The affairs of Ireland were again in a muddle. Robert Emmet’s insurrection had just occurred, and martial law was eventually proclaimed. Mr. Fox protested in vain against the system under which that country was governed, as also did the Political Register.[7] A correspondent (Mr. Robert Johnson, a Judge of the Irish Common Pleas) sent some letters, signed “Juverna,” containing an able, but rather bitter, series of comments upon recent events, to which the editor gave a prominent place in his journal (November-December, 1803). These letters opened the flood-gates of wrath; and Mr. Cobbett was, accordingly, prosecuted in the following May for publishing “certain libels upon the Earl of Hardwicke, Lord Lieutenant of Ireland,” and others.

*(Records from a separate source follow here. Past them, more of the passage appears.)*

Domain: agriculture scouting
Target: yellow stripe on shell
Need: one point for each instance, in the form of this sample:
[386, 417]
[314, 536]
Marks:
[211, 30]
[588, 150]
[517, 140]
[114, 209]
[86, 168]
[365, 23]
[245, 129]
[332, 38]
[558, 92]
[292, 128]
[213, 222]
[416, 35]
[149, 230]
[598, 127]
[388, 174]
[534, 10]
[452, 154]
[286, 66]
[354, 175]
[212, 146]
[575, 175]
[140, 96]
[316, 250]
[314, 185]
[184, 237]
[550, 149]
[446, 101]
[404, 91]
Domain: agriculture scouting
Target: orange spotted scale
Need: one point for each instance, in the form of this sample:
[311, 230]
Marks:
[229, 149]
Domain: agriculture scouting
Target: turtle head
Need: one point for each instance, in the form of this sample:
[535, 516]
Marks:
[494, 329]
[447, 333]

“Juverna” had stated, among other matters, that “the government of a harmless man was not necessarily a harmless government;” that Lord Hardwicke “was in rank an earl, in manners a gentleman, in morals a good father and a good husband;” that “he had a good library in St. James’s Square,” and was “celebrated for understanding the modern method of fattening sheep as well as any man in Cambridgeshire;” and he wanted to know if the Viceroy was “one of that tribe who have been sent over to us to be trained up here into politicians, as they train the surgeons’ apprentices in the hospitals, by setting them at first to bleed the pauper patients?”
Against Mr. Justice Osborne (of the Irish King’s Bench) the insinuation of “Juverna” was that he had wrongfully stated, in a recent charge, that the progress of crime in Ireland had been effectually checked by the “well-timed efforts and strenuous exertions of a wise and energetic government.”
Lord Redesdale, the Irish Chancellor, was sneered at in general terms; and alluded to as “a strong chancery pleader,” not entitled to claim one particle of trust or confidence from the public.
The trial was like all the political trials in those days:—imputations of the worst motives, insinuations of motives undreamt-of, graced the Attorney General’s speech for the prosecution; Lord Ellenborough anticipated the decision of the jury by calling the words libellous: what more was to be expected than a verdict of guilty?[8]
The defendant’s witnesses to character were all eminent men: Mr. Liston, Lord Henry Stuart, Mr. Windham, Mr. Charles Yorke, the Earl of Minto, and Mr. John Reeves, successively testified to his loyalty, and thereby practically supported the non-libellous view of the matter. The defendant’s counsel, Mr. Adam, pointed out that the avowed object of the writer was “the support of good government in Ireland, and the removal of the present administration.” But in vain.
On the next day a civil action for damages was tried in the King’s Bench, brought by Mr. Plunkett, Solicitor-General for Ireland, on a passage in one of Juverna’s letters; the ground was all gone over again, and with a similar result. Mr. Erskine led the prosecution.
From this day Mr. Cobbett had a handle to his name, which his unreasoning and malicious foes—his envious, his beaten foes—could flourish at will. He was now a “Convicted Libeller.” And when you can call a man a convicted libeller or a convicted anything, you may fill the office of ass to the sick lion, not only with impunity, but with credit and distinction to yourself. You will even find many base admirers.